The context is this – Australian civil society was still not up on its hindlegs about climate change, despite the country’s exquisite vulnerability, shameful international record and largely derisory domestic response. By the end of the following year, that would change….
What happened next
Well, “Albo” is now leader of the opposition. And there is an election coming. Watch this space.
On this day in 2006 Anthony Albanese MP (now leader of the Opposition and perhaps Australia’s next Prime Minister) and Federal Labor MP Bob Sercombe launched Our Drowning Neighbours, Labor’s Policy Discussion Paper on Climate Change in the Pacific.

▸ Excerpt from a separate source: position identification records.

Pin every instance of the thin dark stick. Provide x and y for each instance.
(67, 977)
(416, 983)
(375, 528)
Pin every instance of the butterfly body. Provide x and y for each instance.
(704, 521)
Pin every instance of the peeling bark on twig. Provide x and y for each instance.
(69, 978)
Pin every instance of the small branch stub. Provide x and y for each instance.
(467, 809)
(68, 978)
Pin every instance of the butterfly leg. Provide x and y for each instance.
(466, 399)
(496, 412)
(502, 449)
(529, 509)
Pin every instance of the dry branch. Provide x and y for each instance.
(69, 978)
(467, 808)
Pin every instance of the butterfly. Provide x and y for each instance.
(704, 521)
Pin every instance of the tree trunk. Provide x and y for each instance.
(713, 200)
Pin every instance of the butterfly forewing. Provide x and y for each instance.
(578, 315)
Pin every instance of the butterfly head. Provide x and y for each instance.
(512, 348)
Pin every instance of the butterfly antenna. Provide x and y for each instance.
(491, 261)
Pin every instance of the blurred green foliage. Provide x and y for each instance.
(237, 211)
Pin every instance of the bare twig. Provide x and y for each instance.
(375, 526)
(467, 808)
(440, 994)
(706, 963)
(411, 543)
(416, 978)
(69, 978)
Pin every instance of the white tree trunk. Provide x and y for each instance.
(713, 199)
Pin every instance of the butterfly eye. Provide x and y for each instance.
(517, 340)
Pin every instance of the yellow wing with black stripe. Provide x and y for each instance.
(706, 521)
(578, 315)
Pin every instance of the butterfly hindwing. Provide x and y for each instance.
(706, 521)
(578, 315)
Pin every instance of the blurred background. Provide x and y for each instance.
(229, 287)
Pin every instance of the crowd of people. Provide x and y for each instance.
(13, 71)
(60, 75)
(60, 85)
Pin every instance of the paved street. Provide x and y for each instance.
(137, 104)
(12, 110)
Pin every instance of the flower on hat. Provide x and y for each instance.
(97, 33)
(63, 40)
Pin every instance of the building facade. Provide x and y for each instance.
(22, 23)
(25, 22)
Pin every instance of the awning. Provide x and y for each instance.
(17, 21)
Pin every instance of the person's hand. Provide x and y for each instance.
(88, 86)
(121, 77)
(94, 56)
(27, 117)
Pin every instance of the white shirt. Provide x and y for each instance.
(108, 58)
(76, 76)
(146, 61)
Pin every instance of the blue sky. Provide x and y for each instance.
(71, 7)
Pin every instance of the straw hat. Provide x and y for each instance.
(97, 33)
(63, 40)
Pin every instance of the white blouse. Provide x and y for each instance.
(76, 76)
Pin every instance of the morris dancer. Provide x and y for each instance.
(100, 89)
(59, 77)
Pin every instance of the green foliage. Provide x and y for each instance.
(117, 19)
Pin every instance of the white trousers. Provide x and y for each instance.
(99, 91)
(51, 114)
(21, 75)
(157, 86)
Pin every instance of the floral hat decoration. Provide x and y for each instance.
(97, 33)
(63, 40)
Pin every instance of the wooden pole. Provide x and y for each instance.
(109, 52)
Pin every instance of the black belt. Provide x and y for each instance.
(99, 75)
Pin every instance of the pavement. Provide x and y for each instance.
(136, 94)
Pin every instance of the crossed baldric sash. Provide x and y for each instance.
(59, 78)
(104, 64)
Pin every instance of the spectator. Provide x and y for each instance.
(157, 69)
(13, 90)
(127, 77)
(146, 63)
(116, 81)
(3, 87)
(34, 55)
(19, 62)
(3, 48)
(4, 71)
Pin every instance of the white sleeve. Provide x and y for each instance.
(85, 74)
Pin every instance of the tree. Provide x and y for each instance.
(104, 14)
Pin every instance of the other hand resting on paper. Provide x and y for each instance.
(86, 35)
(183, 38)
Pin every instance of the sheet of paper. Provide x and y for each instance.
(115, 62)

This was part of the ALP’s use of climate as an ‘wedge’ issue to differentiate itself from the (seemingly-endless) government of John Howard (we will be coming back to him more than once in the course of this project). That use of climate as a wedge would accelerate markedly when, at the end of 2006, Kevin Rudd took over as opposition leader.
Why this matters. By the early 1980s, once the science and consequences of what was then called the “carbon dioxide problem” was basically settled, the sea level rise issue has been understood. And islands and low-lying states knew they had an existential (and not in the wanky Sartre sense) problem. And there have been endless declarations about this. And Australia, as the big beast in the South Pacific, and as the very big polluter (both domestically and via its coal – and more lately gas exports) is always going to be in the frame.
What happened next – The Labor Party formed a government in 2007, in the “first climate change election.” Refugee issues were on the agenda for Rudd and then Gillard, but not in the way that Albanese and Seccombe might have thought.. Australia is now fortress Australia, and you wouldn’t bet on a different set of policies any time soon. Meanwhile, the small island states know that they will simply not be there in another fifty years.